Continuing to read through their info page I discovered this nugget:
Can I learn the IP addresses, which LiteFinder Network Crawler comes from?
Unfortunately, You can’t since it is against the rules of our company.
And this one takes the biscuit:
Does LiteFinder Network Crawler accept the directives from robots.txt file?
LiteFinder Network Crawler can recognize the directives from robots.txt files only partially, which is the result of the scantiness of our resources. Full support of robots.txt will be launched soon.
They can go take a running jump because I have just made it one of my rules not to allow them to access my site. So in the interests of impartiallity I’m going to give you the information they won’t.
Their .com and .net domains are registered through a proxy registrar.

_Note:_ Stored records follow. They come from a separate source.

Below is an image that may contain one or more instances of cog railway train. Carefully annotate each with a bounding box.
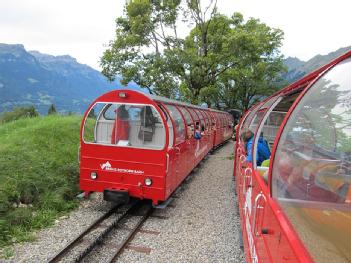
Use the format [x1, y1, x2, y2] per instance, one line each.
[79, 91, 233, 205]
[234, 50, 351, 263]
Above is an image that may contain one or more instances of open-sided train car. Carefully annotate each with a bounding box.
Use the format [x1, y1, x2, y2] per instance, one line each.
[234, 50, 351, 263]
[79, 90, 233, 205]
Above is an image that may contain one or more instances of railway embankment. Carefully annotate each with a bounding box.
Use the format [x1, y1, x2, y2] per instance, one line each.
[0, 115, 82, 254]
[3, 141, 244, 262]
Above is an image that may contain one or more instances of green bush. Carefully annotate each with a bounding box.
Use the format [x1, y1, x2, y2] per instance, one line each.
[0, 115, 82, 247]
[0, 106, 39, 124]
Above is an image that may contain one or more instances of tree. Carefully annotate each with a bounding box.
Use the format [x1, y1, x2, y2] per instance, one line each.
[102, 0, 285, 108]
[48, 104, 57, 115]
[180, 12, 286, 110]
[101, 0, 183, 97]
[220, 15, 286, 111]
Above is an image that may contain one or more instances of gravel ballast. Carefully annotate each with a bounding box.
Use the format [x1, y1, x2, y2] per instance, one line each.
[2, 141, 244, 262]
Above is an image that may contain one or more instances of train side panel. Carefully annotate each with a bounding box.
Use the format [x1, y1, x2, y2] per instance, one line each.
[235, 50, 351, 262]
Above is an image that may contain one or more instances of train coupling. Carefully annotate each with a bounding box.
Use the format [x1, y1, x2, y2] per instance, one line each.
[103, 189, 130, 204]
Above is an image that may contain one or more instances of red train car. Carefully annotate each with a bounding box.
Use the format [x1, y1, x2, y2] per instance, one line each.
[79, 90, 233, 205]
[234, 50, 351, 263]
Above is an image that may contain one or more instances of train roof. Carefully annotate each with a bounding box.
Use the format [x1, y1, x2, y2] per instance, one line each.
[246, 50, 351, 112]
[144, 93, 228, 114]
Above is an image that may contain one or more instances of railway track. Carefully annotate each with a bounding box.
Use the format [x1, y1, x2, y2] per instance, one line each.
[48, 200, 154, 263]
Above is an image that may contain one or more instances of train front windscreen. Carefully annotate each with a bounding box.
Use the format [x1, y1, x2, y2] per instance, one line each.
[83, 103, 166, 150]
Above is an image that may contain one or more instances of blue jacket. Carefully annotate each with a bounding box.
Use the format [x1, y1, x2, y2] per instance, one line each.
[246, 136, 271, 166]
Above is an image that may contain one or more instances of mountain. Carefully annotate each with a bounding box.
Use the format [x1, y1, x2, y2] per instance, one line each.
[0, 44, 141, 114]
[283, 46, 351, 83]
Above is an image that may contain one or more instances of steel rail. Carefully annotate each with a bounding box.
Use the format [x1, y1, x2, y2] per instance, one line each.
[74, 201, 140, 262]
[48, 204, 122, 263]
[108, 204, 154, 263]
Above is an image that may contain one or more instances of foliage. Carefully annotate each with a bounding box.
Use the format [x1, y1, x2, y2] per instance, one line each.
[102, 0, 286, 109]
[101, 0, 183, 97]
[0, 115, 82, 247]
[47, 104, 57, 115]
[0, 106, 39, 124]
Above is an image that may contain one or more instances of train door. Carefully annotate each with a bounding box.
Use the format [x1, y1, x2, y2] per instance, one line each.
[203, 111, 214, 149]
[177, 106, 195, 176]
[207, 111, 216, 147]
[214, 112, 222, 146]
[236, 95, 280, 262]
[244, 88, 310, 262]
[247, 96, 282, 262]
[187, 108, 201, 166]
[158, 103, 177, 197]
[165, 104, 187, 185]
[194, 109, 207, 161]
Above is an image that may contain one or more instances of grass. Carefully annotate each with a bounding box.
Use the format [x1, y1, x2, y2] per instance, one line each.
[0, 115, 82, 249]
[226, 154, 234, 160]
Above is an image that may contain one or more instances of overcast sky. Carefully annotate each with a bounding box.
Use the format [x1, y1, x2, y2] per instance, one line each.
[0, 0, 350, 70]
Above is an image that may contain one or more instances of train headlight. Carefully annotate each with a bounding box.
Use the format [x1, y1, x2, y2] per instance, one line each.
[145, 178, 152, 186]
[119, 92, 127, 98]
[90, 172, 98, 180]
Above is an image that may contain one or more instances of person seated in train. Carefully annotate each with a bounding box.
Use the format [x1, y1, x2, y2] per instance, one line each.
[195, 123, 202, 140]
[111, 105, 130, 144]
[138, 106, 156, 142]
[187, 125, 194, 139]
[241, 129, 271, 166]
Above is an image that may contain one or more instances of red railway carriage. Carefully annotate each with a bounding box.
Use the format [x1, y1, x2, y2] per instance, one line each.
[234, 50, 351, 263]
[79, 90, 233, 205]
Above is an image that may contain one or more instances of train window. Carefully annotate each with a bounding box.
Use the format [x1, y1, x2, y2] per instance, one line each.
[83, 103, 165, 150]
[216, 113, 221, 128]
[178, 106, 193, 125]
[165, 105, 186, 145]
[197, 110, 207, 131]
[188, 108, 199, 122]
[194, 109, 205, 131]
[178, 106, 194, 139]
[157, 103, 174, 148]
[272, 58, 351, 263]
[203, 111, 211, 131]
[188, 108, 200, 133]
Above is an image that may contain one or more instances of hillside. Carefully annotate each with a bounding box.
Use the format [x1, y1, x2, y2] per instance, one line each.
[0, 115, 82, 246]
[0, 44, 140, 114]
[283, 46, 351, 83]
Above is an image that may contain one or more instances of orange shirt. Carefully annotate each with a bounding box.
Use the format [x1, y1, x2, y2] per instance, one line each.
[111, 119, 130, 144]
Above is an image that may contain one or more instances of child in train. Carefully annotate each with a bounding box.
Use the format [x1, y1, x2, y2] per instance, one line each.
[194, 122, 202, 140]
[187, 125, 194, 139]
[241, 129, 271, 166]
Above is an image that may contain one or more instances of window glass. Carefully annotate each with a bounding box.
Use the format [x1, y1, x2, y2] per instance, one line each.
[272, 58, 351, 263]
[203, 111, 211, 130]
[216, 113, 221, 128]
[188, 108, 199, 121]
[198, 110, 207, 131]
[83, 103, 165, 150]
[209, 112, 216, 128]
[194, 109, 204, 120]
[166, 105, 186, 145]
[263, 111, 286, 143]
[179, 106, 193, 124]
[158, 103, 174, 148]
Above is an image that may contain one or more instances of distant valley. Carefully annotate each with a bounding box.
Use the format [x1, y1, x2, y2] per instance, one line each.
[0, 43, 350, 114]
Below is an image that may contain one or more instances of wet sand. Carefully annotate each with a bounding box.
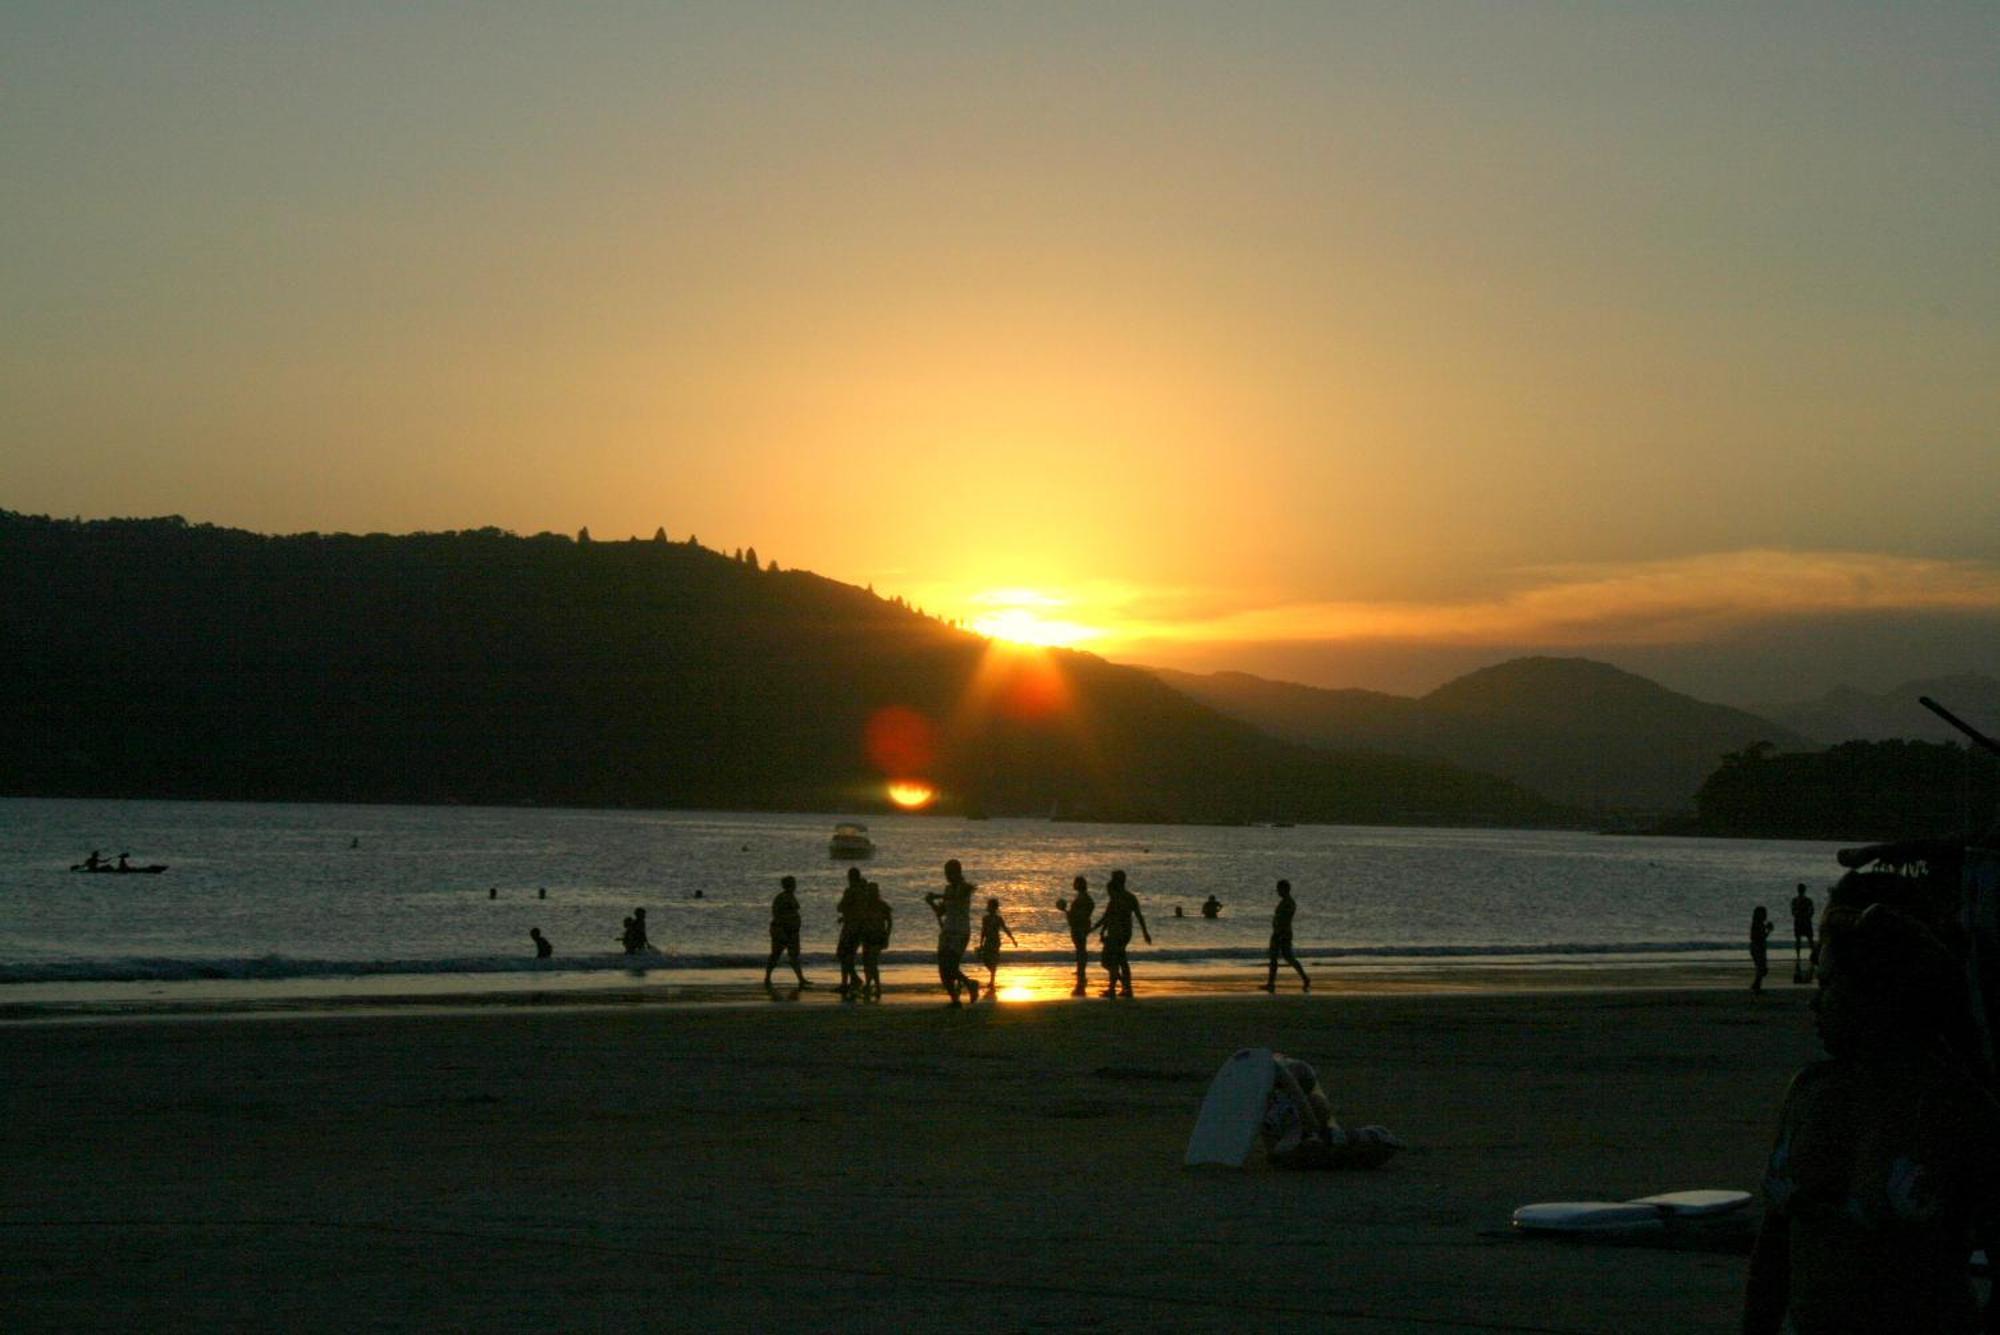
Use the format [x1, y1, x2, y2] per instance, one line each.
[0, 983, 1826, 1332]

The IP address for the .com is 216.195.33.107 and the .net is 64.28.181.194 both in co-location facilities in the U.S.
The crawler had an IP address of 216.40.220.18 which again is in a co-located facility in the U.S. most likely the same facility where the .com is hosted. So much for the scantiness of their resources. Their crawler also uses 216.40.222.50, 75.125.18.178 and 76.53.249.34. All these IP addresses seem to be assigned to ev1servers.net (theplanet.com) with the exception of 64.28.181.194 which is assigned to cernel.net and 76.53.249.34 which is a broadband user in the U.S.
Might be ones best interests to block those IP addresses. If I come across anymore then I will post them here.
Updated IP’s as I see them:
208.101.44.3 – Softlayer.com
216.40.222.98 – Theplanet.com
74.86.209.74
67.19.250.26 -Courtesy of Jason (see comments.)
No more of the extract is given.